Advanced Registered Nurse Practitioner Mary Pedersen with Greene County Medical Center advises to pick a sleep and wake time and stick to it. Other tips Pedersen suggests to help with a routine bedtime is limiting the amount of caffeine and exercise, along with avoiding high glycemic foods with high fat and sugar content right before bed. She points out another area of concern is not allowing screen time 1-2 hours before children go to sleep.

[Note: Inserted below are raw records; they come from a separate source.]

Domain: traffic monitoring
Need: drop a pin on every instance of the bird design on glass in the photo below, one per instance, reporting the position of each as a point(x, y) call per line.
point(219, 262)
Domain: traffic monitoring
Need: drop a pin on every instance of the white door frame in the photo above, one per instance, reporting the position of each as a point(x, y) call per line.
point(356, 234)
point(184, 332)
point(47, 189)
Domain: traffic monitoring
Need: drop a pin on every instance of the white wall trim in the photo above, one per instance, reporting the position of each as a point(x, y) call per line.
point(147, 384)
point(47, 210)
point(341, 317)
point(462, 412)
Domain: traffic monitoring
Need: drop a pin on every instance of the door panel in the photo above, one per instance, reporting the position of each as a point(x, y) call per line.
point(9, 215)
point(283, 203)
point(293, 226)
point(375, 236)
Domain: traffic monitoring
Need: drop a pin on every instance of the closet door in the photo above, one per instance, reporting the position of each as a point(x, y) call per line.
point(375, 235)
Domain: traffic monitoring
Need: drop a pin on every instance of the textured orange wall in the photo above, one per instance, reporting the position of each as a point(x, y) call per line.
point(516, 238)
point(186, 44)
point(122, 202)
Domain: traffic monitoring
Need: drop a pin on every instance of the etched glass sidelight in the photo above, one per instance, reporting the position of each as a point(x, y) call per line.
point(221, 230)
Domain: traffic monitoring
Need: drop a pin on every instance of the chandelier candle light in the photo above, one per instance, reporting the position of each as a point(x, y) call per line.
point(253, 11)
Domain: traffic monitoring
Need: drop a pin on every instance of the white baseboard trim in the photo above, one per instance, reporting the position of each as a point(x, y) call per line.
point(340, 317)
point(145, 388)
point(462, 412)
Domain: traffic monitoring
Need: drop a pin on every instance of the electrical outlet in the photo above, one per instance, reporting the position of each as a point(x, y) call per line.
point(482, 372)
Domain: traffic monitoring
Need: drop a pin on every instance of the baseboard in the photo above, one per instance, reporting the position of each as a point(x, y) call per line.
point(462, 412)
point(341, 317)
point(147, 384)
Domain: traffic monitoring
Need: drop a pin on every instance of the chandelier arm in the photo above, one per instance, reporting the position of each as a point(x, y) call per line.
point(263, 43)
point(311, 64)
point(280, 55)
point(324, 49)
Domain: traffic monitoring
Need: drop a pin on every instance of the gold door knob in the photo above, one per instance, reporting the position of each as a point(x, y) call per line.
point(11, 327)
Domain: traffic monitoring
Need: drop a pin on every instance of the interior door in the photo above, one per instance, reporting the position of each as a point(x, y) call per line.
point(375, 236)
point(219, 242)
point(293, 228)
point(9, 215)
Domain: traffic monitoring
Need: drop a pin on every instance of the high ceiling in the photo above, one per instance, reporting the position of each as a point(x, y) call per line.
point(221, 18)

“You want their bedtime, and their bed, and their room to be a place where they sleep. So if you can kind of manage that environment and make that bed only for sleep (and) avoid watching tv, movies in bed, then it helps for that bedtime to just be for sleeping.”  

Pedersen notes if kids get less than six hours of sleep there can be negative consequences including obesity, increased risk for diabetes, poor academic work and poor mental health. She says it’s better to start now getting back into a routine and change those summer time habits.

“It can take a little time to break it, especially after summertime, and again my kids were the same way, they were up later in the summer. And it is a little bit harder to get them wound down and get ready for sleep. But our goal at our house is about 8-8:30 (pm for sleep) and my kids are eight and ten years old. They’re involved in a lot of activities so by the end of the day they are getting pretty tired. But we do try to, no screens, no tv, things like that around six o’clock and then wind down.” 

Pedersen says for toddlers and elementary age children, 10-12 hours is recommended for adequate sleep, whereas middle and high school age youth should get between 7-10 hours of sleep.